“Termo de Nascimento
Aos vinte três dias do mes de março de mil novecentos e vinte nove, nesta Cidade de Foz do Iguaçu, Estado do Paraná, em meu cartório compareceram o senhor Cypriano Cabral, paraguayo, agricultor solteiro com vinte e seis anos de idade, e com a presença das testemunhas abaixo assinados declarou que no dia vinte do corrente, as dias horas, no segundo Distrito desta Comarca em casa de residência de Paulino Maciel, nasceu uma criança de sexo masculino que tomou o nome de José filho do mesmo Paulino Maciel e sua mulher Helena Lopes, sendo avós paternos José Maria Maciel e Petrona Maciel e maternos Domicio Vilalva e Petrona Lopes, do que para constar fiz este termo. Eu, Elpidio Gomes de Almeida, escrivão, neste termo o escrevi Cipriano Cabral (assinatura)”

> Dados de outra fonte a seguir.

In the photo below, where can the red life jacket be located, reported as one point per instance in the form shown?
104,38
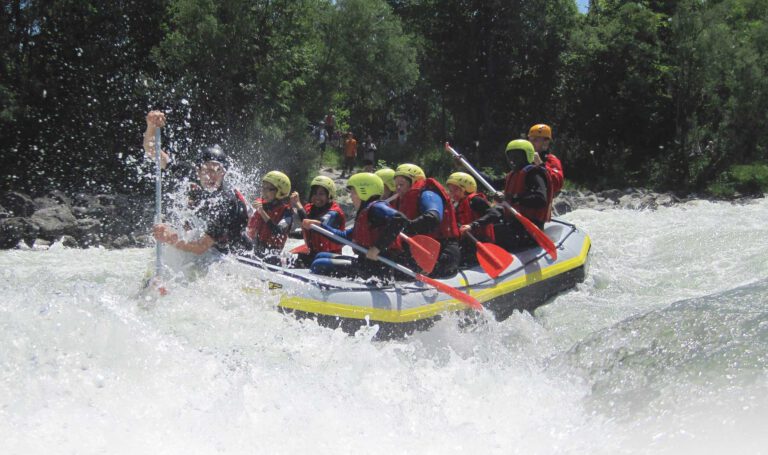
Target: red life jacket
555,171
258,229
515,184
409,206
317,242
465,215
364,234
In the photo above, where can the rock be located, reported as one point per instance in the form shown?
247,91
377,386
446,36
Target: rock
18,204
55,222
69,241
14,230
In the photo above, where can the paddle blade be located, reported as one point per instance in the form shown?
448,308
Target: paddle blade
493,258
538,235
452,291
301,249
425,251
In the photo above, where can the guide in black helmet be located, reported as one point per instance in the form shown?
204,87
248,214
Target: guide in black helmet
222,208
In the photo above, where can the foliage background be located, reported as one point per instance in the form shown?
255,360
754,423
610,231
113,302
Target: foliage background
664,94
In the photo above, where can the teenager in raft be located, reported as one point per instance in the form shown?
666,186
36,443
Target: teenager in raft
272,217
377,226
321,207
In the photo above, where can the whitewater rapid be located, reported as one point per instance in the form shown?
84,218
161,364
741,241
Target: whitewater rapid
663,349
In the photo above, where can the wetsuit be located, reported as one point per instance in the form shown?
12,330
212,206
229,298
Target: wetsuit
376,224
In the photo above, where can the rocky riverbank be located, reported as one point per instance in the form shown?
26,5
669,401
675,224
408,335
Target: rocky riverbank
121,221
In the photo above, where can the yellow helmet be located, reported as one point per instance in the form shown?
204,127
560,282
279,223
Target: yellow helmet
463,180
411,171
521,144
279,181
540,130
325,182
387,176
366,185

É assim que consta a página 138 do livro de registro de nascimento do meu pai, José Maciel. Na página anterior traz o registro de Cyriaco Rios por determinação do juiz da comarca de então (1929). Ainda na página 138, a senhora Gregória Vieira registrou a filha ou seu filho – o nome deve constar na página 139.
Estes três nascimento traz ao lado das páginas os números 31, 32 (do meu pai) e 33. Deve ser os números de nascimentos na Comarca de Foz do Iguaçu em 1929.

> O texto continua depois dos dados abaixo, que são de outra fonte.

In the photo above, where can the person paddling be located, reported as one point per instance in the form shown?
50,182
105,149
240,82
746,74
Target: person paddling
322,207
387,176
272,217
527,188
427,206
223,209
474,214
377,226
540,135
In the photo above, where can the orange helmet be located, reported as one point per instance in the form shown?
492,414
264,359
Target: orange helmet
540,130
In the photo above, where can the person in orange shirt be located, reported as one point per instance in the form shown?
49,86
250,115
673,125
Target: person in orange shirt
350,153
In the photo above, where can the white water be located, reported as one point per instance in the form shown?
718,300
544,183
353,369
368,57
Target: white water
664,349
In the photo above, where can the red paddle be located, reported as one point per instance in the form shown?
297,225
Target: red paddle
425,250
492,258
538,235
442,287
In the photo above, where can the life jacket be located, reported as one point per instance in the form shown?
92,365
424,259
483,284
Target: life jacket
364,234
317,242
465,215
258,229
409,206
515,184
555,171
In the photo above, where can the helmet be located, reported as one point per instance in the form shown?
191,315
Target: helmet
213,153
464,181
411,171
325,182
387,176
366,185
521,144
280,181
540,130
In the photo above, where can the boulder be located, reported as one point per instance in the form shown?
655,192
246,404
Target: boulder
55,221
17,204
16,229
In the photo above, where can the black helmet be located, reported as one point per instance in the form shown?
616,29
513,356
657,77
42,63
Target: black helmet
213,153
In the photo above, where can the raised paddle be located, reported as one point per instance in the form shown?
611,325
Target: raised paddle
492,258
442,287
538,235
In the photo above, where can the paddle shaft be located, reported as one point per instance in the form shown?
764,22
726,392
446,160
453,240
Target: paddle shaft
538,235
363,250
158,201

No termo de nascimento do meu pai, nota-se que o nome José foi colocado em espaço maior entre as palavras “de” e “filho”. Eu deduzo que o escrivão Elpidio Gomes de Almeida escreveu todo o termo e deixou o espaço em branco para depois registrar o filho de Paulino Maciel e Petrona Lopes.

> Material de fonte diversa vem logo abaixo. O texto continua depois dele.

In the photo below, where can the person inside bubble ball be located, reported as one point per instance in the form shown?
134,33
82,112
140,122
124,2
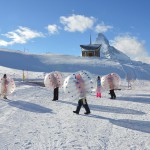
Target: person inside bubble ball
82,97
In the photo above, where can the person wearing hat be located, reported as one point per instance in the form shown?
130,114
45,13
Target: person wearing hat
82,97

José Maciel nas Cataratas do Iguaçu – Foto: arquivo pessoal /ZBM
Em casa, na minha infância, meu pai e minha mãe, Ursulina Bonfim Maciel – mais conhecida como Dona Tereza – diziam que o nome do pai era Gilberto que o escrivão colocou José porque seu nascimento foi um dia antes da comemoração de São José, dia 19 de março. Meu pai era conhecido e chamado de Gilberto até fazer o registro dos seus documentos, carteira de identidade, título de eleitor. Eu mesmo, ouvi amigos dele e parentes chamá-lo de Gilberto.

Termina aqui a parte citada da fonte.